Take my stress... No - please!

Day two of #DBlogWeek...
Tuesday's Prompt: We think a lot about the physical component of diabetes, but the mental component is just as significant. How does diabetes affect you or your loved one mentally or emotionally? How have you learned to deal with the mental aspect of the condition? Any tips, positive phrases, mantras, or ideas to share on getting out of a diabetes funk? (If you are a caregiver to a person with diabetes, write about yourself or your loved one or both!)

As is obvious to anyone with diabetes for longer than a week, or maybe less, diabetes introduces a whole other level of stress into your life. I actually did NOT understand this until well into adulthood when someone had me explain what I do each day to manage diabetes, and she said - WHAT??!! in horror. I guess I really don't think about what I have to do sometimes. It's been 45 years - most of it is routine at this point. Especially when wearing the Dexcom and pump. I've never felt that diabetes caused my depression, but it certainly is a few extra straws. I talked about it with my psych one day, how I always felt like I had too many balls up in the air and was just waiting to drop one, and wondering/worrying which ball it would be.

Turns out - what I need to do periodically is to look at all the shiny colorful balls and choose which one is less important for a while and let that one drop when needed. Sometimes it's housework (ok a lot of times :P ), sometimes it's being social (that one a little too much dropped) and sometimes I get a little lax on diabetes. We're not talking drop the balls entirely - just not looking at my Dex every half hour and just letting it alarm at me if needed.

As for my life partner, husband and love of my life, the stress inherent in taking care of my diabetes certainly shows in him. He's an active partner, pointing out when he thinks I might be low when I'm babbling on for no apparent reason, reminding me to bring my supplies when going on a walk around the neighborhood and running to grab OJ when needed. He wants to take my worries for me, sweet thing. He can't really do that, but it is really nice to have a little bit of a safety net, rather than to be alone as I was for my first 34 years of life and 31.5 years of diabetes. I am truly blessed to have him in my life.

My other means of escaping the "diabetes funk" we all  go thru from time to time... All of you - My D-Friends. The sharing we all do together is my other lifeline - We are not alone.
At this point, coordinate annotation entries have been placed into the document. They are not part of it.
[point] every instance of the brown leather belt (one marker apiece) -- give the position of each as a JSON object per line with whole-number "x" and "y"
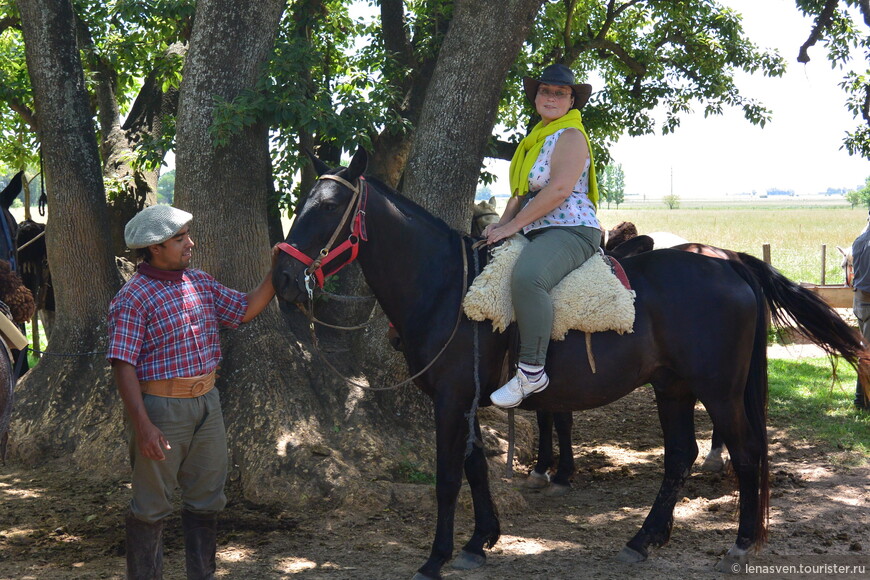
{"x": 180, "y": 387}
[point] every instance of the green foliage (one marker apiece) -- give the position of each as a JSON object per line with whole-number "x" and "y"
{"x": 409, "y": 472}
{"x": 166, "y": 188}
{"x": 817, "y": 409}
{"x": 654, "y": 57}
{"x": 611, "y": 184}
{"x": 847, "y": 43}
{"x": 860, "y": 196}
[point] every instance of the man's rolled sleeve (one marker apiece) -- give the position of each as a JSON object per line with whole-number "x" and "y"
{"x": 126, "y": 332}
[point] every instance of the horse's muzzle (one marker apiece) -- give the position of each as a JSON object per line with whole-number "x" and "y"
{"x": 289, "y": 283}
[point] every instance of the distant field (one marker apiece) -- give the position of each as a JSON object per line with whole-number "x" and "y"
{"x": 795, "y": 234}
{"x": 795, "y": 229}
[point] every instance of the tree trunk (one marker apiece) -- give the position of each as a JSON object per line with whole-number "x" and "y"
{"x": 461, "y": 104}
{"x": 67, "y": 404}
{"x": 295, "y": 431}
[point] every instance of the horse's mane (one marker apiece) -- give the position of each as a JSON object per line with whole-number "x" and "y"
{"x": 408, "y": 207}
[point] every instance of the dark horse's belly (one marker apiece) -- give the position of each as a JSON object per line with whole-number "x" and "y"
{"x": 669, "y": 310}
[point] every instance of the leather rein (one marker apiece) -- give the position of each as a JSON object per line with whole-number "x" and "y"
{"x": 314, "y": 273}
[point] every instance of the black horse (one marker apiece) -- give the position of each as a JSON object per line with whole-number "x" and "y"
{"x": 555, "y": 477}
{"x": 9, "y": 253}
{"x": 700, "y": 333}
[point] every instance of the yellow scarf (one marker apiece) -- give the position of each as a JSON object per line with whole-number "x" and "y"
{"x": 529, "y": 148}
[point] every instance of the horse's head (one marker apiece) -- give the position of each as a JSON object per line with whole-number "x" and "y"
{"x": 846, "y": 264}
{"x": 8, "y": 226}
{"x": 323, "y": 226}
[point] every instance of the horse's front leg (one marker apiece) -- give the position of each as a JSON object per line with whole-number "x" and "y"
{"x": 451, "y": 428}
{"x": 487, "y": 528}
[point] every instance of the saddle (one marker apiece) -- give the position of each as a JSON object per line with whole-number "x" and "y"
{"x": 592, "y": 298}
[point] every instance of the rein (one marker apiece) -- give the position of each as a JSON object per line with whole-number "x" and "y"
{"x": 407, "y": 381}
{"x": 357, "y": 205}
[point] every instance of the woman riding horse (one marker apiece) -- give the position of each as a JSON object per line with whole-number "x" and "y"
{"x": 553, "y": 198}
{"x": 700, "y": 334}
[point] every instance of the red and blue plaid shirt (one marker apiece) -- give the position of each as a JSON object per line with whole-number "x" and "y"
{"x": 169, "y": 328}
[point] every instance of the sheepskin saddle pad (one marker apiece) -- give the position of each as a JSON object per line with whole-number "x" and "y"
{"x": 589, "y": 299}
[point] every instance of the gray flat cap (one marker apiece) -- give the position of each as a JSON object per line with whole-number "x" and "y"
{"x": 154, "y": 225}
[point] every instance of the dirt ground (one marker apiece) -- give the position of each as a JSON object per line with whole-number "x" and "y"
{"x": 58, "y": 523}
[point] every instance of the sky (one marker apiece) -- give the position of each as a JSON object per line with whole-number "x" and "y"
{"x": 800, "y": 149}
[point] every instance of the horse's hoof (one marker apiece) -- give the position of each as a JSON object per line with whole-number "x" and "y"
{"x": 537, "y": 480}
{"x": 734, "y": 562}
{"x": 629, "y": 556}
{"x": 713, "y": 464}
{"x": 468, "y": 561}
{"x": 557, "y": 490}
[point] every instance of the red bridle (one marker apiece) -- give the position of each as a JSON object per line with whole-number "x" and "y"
{"x": 357, "y": 234}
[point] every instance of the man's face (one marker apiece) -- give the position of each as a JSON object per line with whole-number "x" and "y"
{"x": 174, "y": 253}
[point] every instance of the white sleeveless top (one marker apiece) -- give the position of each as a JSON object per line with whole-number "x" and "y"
{"x": 577, "y": 209}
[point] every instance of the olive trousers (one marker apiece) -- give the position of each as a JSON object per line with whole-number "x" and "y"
{"x": 196, "y": 462}
{"x": 551, "y": 254}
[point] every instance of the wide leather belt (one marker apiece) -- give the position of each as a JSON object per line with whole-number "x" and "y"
{"x": 180, "y": 387}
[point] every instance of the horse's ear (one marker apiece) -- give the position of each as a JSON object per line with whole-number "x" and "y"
{"x": 358, "y": 164}
{"x": 8, "y": 195}
{"x": 319, "y": 166}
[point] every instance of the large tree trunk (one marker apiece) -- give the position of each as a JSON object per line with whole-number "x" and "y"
{"x": 455, "y": 123}
{"x": 461, "y": 105}
{"x": 66, "y": 404}
{"x": 295, "y": 431}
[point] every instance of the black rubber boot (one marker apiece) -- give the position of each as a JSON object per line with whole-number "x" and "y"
{"x": 200, "y": 544}
{"x": 144, "y": 549}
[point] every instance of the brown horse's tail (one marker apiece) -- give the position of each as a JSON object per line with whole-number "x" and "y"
{"x": 793, "y": 305}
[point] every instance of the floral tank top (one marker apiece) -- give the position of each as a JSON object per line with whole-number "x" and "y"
{"x": 577, "y": 209}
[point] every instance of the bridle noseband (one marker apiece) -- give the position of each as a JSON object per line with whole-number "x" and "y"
{"x": 328, "y": 253}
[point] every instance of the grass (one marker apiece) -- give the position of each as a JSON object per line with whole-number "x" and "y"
{"x": 815, "y": 409}
{"x": 795, "y": 233}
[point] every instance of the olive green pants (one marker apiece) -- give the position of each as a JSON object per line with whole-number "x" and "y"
{"x": 549, "y": 256}
{"x": 196, "y": 463}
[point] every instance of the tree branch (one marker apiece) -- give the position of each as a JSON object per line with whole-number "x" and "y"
{"x": 395, "y": 32}
{"x": 823, "y": 21}
{"x": 865, "y": 10}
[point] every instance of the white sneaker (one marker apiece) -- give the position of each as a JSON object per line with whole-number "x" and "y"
{"x": 517, "y": 389}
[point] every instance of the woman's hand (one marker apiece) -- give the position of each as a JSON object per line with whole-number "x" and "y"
{"x": 499, "y": 233}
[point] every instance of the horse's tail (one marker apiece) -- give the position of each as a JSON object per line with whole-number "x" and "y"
{"x": 755, "y": 400}
{"x": 793, "y": 305}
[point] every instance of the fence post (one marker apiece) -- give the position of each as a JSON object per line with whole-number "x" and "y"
{"x": 824, "y": 251}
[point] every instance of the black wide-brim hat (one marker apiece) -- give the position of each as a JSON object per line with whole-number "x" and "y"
{"x": 558, "y": 74}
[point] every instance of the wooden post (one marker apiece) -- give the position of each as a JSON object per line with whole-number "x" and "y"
{"x": 824, "y": 251}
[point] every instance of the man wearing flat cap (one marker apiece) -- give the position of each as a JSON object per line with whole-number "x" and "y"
{"x": 164, "y": 349}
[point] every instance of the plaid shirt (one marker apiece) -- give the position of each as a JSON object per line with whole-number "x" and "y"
{"x": 168, "y": 328}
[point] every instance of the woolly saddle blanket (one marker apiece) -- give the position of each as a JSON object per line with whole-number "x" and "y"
{"x": 589, "y": 299}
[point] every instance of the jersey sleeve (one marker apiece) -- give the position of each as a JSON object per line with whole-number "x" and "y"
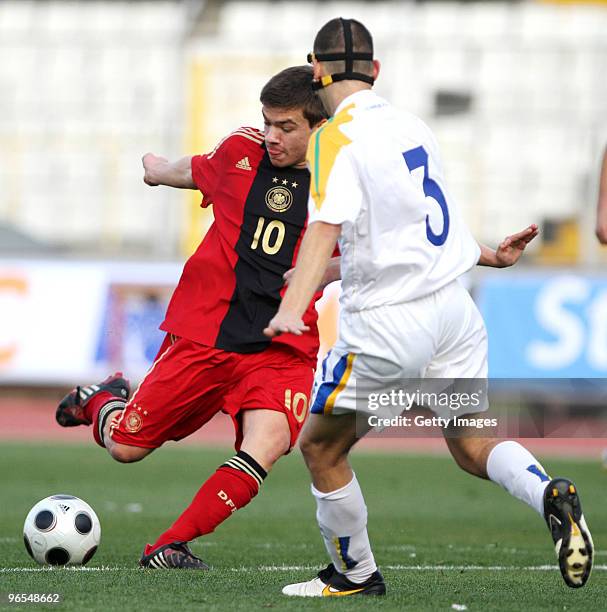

Everyone's journey is different, and we all travel the road in our own way, but we can travel with friends, and share our successes and failures and that, my friends, is what the DOC is all about.


  1. That safety net is sometimes the best thing.

  2. Housework is the ball I drop most often too. Not everything can be a priority, we'd go completely crazy if we tried to give total attention to each facet of our lives.